Kaspersky Lab: Cyber threats in 2012... Targeted attacks, cyber warfare, mobile threats

According to Costin Raiu, director of Kaspersky Lab's Global Research & Analysis Team, the most significant stories of the last year were:
1. The Rise of 'Hacktivism' - one of the major trends of 2011, and no doubt it will continue into 2012.
2. The HBGary Federal Hack - how weak passwords, old software systems plus use of the cloud created a security nightmare.
3. The Advanced Persistent Threat - these attacks confirm the emergence of cyber-espionage as common practice among powerful state actors.
4. The attacks against Comodo and DigiNotar - trust in certificate authorities (CA) is under threat. In the future CA compromises may become more widespread. Besides, it is likely that more digitally-signed malware will appear.
5. Duqu and Stuxnet - state-of-the-art cyber warfare. Is this the start of a cyber Cold War?
6. The Sony PlayStation Network Hack - the new perils hidden in the cloud. Personally Identifiable Information is conveniently available in one place, accessed over fast Internet links; ready to be stolen in case of any misconfigurations or security issues.

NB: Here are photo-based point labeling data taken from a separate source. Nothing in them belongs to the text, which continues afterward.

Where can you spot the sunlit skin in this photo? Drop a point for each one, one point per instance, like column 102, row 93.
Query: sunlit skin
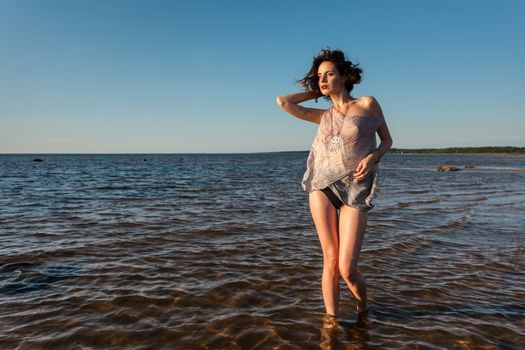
column 340, row 234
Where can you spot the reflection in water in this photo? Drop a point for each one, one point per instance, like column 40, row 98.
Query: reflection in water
column 344, row 334
column 220, row 252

7. Botnet Takedowns and the battle against Cybercrime - serving notice to the cyber gangs that their scams are no longer risk-free. However, every battle shows up the vast limitations of today's legal systems when it comes to a coordinated and effective approach to cybercrime.
8. The Rise of Android Malware - several factors make Android vulnerable to cybercrime: rapid growth; freely available documentation about the platform; and weak screening at Google Market, making it easy to upload malicious programs.
9. The CarrierIQ Incident - do you know exactly what is running on your mobile device? A single incident highlighted how little we know about who is in control of our hardware.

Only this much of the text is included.